As a psychologist, I would like to add that in addition to being inaccurate and overly general, key failures in any real apology, these statements lack the stamp of authenticity.  There is a total absence of remorse, or even embarrassment.  They acknowledge mistakes and limitations, not personal failures.  And they provide absolutely no indication that those same mistakes couldn’t happen again – and again.  Any parent, truly concerned for the moral integrity of his or her child, could not possibly be taken in by such statements.

So what purpose do they serve?  What do they seek to distract us from?  I suspect that what they are trying to ward off is “punishment” in the form regulatory oversight and consumer protection.  The general apologies might suggest to an ambivalent Congress and a distractible public that the lessons of past mistakes have been learned and will be corrected.  Nothing more need to be done.

When we wake up and realize that we have been “spun,” it may be too late to act.

BONUSES FOR WHAT?

A Question For Citigroup’s Board

Thinking about the impending appearances of Chuck Prince and Robert Rubin in front of the Financial Crisis Inquiry Commission, Andrew Ross Sorokin of The Times posed a harsh question:  “As a thank-you present for running the bank into the ground, the board gave Mr. Prince a parting gift valued at $12.5 million…. Mr. Rubin and Citigroup’s other directors decided to pay the $12.5 million bonus knowing very well that Citigroup’s market value had dropped by $64 billion during Mr. Prince’s tenure.

“So the simple question for Mr. Rubin and Mr. Prince is, Why?”  (See, “Now to Explain the Party Favors.”)

The question reads like a lawyer’s rhetorical ploy, designed to convict with sarcasm rather than really inquire into the underlying motives.   But, seriously, there is a question here, and do doubt there are answers, even if we have to dig for them.

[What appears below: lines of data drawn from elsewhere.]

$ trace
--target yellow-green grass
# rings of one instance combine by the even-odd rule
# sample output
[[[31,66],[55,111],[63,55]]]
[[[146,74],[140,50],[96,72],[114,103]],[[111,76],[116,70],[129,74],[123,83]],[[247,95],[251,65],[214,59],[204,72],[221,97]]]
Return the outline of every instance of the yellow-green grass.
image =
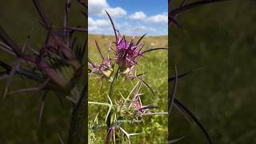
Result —
[[[138,37],[138,39],[140,37]],[[130,37],[127,38],[128,39]],[[105,56],[109,48],[110,42],[114,41],[114,36],[105,35],[89,35],[89,58],[91,61],[100,63],[101,58],[97,50],[95,40],[99,44],[101,50]],[[167,47],[167,36],[146,37],[143,41],[146,47]],[[142,96],[142,103],[150,104],[154,102],[159,106],[158,111],[167,111],[167,69],[168,69],[168,51],[165,50],[149,52],[138,62],[137,69],[139,72],[146,72],[143,78],[153,89],[155,95],[154,96],[148,88],[144,86],[142,92],[145,93]],[[139,74],[139,72],[138,74]],[[135,80],[136,81],[136,80]],[[106,102],[108,87],[110,82],[103,79],[102,86],[100,87],[100,79],[90,79],[89,81],[89,101]],[[123,95],[127,95],[131,90],[133,84],[124,78],[119,78],[117,82],[114,98],[112,101],[121,98],[118,91]],[[95,105],[89,106],[89,120],[94,120],[98,112],[99,112],[99,122],[104,123],[107,107]],[[133,143],[159,143],[166,142],[167,138],[167,115],[153,115],[143,117],[145,123],[127,124],[125,130],[128,133],[140,133],[140,135],[134,136],[131,139]],[[106,138],[106,128],[96,133],[97,142],[102,143]]]

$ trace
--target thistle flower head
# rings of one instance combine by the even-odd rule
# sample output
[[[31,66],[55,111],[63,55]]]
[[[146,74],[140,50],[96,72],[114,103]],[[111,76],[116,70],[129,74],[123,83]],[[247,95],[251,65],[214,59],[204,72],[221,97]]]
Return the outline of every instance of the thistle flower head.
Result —
[[[131,68],[137,64],[142,56],[141,50],[143,48],[142,43],[134,43],[134,35],[130,42],[127,42],[125,35],[118,34],[116,50],[115,62],[123,68]]]

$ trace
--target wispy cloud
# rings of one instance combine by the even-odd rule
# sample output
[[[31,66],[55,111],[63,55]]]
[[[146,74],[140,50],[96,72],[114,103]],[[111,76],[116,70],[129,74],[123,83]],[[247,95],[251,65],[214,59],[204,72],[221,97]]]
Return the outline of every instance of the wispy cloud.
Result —
[[[104,16],[105,10],[111,14],[114,18],[121,18],[127,14],[127,12],[122,8],[110,7],[106,0],[89,0],[89,15],[96,14],[98,16]]]
[[[156,14],[146,10],[134,11],[130,7],[124,9],[119,5],[110,6],[111,0],[89,0],[89,34],[113,34],[112,26],[105,10],[111,15],[114,25],[120,32],[131,35],[166,35],[168,32],[166,12],[158,10]],[[126,5],[122,5],[125,6]],[[147,15],[146,14],[151,14]]]
[[[130,19],[140,20],[145,22],[153,22],[159,24],[166,24],[168,22],[168,14],[166,12],[147,17],[142,11],[136,11],[135,13],[130,14],[129,18]]]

Sorokin makes clear that the Board’s action was not a crime, so answering the question is not about collecting evidence so much as simply understanding the behavior.  Could it be a reward for a good-faith effort, if not an actual achievement?  Could it be a way of saying: “We don’t think you are to blame”?  Or, rather, could it be that not giving a bonus would have been considered a slap in the face, akin to an insult, and the Board did not want to humiliate Prince?

Or is it just a convention, something expected, like a Holiday gift to the doorman or one’s barber?  Wall Street bonuses, like salaries, have acquired a symbolic status, and it would have to be a sizeable tip not to be embarrassing to the giver or the receiver.  On the other hand, conceivably, it wasn’t a bonus at all, as it seemed, but part of the compensation plan negotiated in advance, what has become known as a “golden parachute.”

My guess is that it was business as usual, something the Board took for granted.  If so, it reflected their sense that the assets of the organization were theirs to dispose of in accordance with traditional practice. They probably felt that they didn’t have to justify such matters.

Such underlying beliefs reflect a sense of proprietorship.  Technically and legally speaking, they are surrogates for the stockholders, accountable to them.  But I doubt they feel that way – certainly in the absence of any significant shareholder action to hold Boards accountable for their actions.  To all effects, they became the owners.

In other words, I suspect, the Board never asked the question of what the bonus was for – or even thought it.  It didn’t need to be asked because there was no question about it worth thinking – except perhaps the final figure arrived at, and that was probably suggested by a subcommittee if not a consultant to HR.

The Board probably rubber-stamped the amount, as it rubber-stamped the entire procedure.